Santa Maria dell'Ogninella is a deconsecrated Roman Catholic church, located facing Piazza Ogninella, which lies two blocks east from the Piazza dell'Universita east along Via Euplio Reina, in the center of the city of Catania, Sicily, southern Italy. The church has undergone and still remains under restoration.

==History and description==
The present church was built by 1711, commissioned by a lay congregation of individuals with doctorates in law, medicine, or theology, as well as government officials and notaries, using designs attributed to Giovanni Battista Vaccarini. The prior chapel at the site, like most of Catania, had been razed by the 1693 earthquake. The derivation of the title Ogninella is complicated. A prior church in town named Santa Maria da Ongia had been built adjacent to the town walls. The name Ongia is the site north of Catania where Ulysses had putatively disembarked in Sicily during his Odyssey. Putatively the 1693 earthquake uncovered an ancient frescoed icon of the virgin near the no longer extant Porta San Orsola in the medieval walls, that was attributed to the Ongia church. This icon was brought to be housed in this church. Somehow the name of the church was transmuted to Ogninella.

In the 20th century, the church was sold to various owners over the centuries, little of the interior decoration remains. The church has an octagonal dome and a peculiar rounded facade.

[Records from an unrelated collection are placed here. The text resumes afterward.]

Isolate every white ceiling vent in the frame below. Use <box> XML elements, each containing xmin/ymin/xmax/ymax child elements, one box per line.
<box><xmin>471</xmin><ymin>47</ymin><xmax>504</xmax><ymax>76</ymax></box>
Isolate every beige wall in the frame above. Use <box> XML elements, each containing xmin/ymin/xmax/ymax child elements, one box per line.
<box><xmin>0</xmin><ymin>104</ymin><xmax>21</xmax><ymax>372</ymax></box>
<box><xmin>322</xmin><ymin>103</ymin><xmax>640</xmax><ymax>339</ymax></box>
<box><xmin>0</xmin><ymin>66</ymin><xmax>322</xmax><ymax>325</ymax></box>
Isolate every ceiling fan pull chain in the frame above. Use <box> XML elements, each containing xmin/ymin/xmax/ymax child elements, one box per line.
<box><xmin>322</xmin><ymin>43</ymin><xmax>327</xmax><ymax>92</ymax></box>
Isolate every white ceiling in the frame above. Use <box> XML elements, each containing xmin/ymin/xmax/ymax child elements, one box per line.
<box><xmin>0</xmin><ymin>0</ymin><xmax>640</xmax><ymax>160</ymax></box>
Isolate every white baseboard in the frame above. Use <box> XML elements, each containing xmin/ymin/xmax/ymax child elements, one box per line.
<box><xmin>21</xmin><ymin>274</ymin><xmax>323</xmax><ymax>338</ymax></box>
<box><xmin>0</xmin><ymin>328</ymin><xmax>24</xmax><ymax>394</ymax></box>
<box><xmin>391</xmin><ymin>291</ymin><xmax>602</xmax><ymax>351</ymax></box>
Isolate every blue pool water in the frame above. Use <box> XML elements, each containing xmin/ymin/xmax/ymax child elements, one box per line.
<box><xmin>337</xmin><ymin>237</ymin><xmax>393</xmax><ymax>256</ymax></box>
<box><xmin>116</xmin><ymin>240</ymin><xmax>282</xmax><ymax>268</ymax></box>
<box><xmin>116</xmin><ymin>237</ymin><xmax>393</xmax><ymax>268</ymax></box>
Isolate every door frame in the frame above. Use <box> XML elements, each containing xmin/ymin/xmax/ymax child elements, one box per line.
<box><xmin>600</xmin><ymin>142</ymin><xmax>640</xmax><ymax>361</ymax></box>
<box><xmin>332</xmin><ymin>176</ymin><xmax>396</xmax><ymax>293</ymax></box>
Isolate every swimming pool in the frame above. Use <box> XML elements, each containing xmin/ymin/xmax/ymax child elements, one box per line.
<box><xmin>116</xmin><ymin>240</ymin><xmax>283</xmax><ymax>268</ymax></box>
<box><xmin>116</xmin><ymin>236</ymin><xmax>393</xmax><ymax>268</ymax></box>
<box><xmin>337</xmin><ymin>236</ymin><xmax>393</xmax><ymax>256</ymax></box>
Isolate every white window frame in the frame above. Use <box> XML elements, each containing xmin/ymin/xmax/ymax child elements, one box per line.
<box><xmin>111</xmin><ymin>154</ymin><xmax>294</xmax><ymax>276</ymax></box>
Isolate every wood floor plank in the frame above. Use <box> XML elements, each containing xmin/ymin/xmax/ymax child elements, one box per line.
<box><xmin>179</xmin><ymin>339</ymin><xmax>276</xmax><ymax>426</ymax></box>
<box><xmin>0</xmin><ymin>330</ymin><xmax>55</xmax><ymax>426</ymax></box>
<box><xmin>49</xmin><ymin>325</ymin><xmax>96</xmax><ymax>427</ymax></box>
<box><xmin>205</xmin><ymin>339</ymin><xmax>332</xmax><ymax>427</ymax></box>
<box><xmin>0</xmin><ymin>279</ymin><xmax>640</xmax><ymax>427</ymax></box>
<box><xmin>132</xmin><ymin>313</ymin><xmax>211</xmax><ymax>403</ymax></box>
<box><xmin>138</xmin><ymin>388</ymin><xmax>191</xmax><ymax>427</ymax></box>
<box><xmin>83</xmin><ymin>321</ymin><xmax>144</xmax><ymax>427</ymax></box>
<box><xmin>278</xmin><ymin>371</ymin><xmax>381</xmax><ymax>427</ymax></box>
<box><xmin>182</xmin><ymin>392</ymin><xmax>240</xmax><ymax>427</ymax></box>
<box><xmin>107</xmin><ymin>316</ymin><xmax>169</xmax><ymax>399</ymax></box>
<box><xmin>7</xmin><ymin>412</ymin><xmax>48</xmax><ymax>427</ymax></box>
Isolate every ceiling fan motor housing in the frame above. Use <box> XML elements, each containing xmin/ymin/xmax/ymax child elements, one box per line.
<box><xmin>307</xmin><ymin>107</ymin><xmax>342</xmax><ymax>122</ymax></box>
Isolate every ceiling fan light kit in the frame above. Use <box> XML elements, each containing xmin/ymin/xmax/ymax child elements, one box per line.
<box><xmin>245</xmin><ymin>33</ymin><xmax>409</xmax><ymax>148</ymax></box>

The Piazza is notable because the area was involved in the May 1860 skirmishes between rebels and the Napolitan army of the Bourbon King Francis II of the Two Sicilies. Garibaldi had landed at Marsala in Western Sicily on May 11, and was deliberately moving east with his army of volunteers. Rebellions against Bourbon rule broke out in many of the urban centers of Sicily, including Catania. Government troops aiming to disperse the rebels moved west from the Castello Ursino. In Palazzo Tornabene, across the street from the church facade, rebels had placed a cannon that had been hidden during the prior revolution (1848). Manning the cannon was Giuseppa Bolognara Calcagno, a former foundling and servant to an innkeeper. From the palace she surprised troops advancing on what is now Via Euplio Reina. Later that day she again surprised advancing troops, creating a false discharge by fulminating some gunpowder near the mouth of the cannon. When the troops advanced to capture what they considered to be a spent artillery piece, she discharged a volley at close range. She would gain the nickname Peppa a Cannunera. This allowed the rebels to capture a Bourbon artillery piece. While the rebellion in Catania was initially suppressed, the Bourbon troops would soon flee north to Messina, then to the peninsula.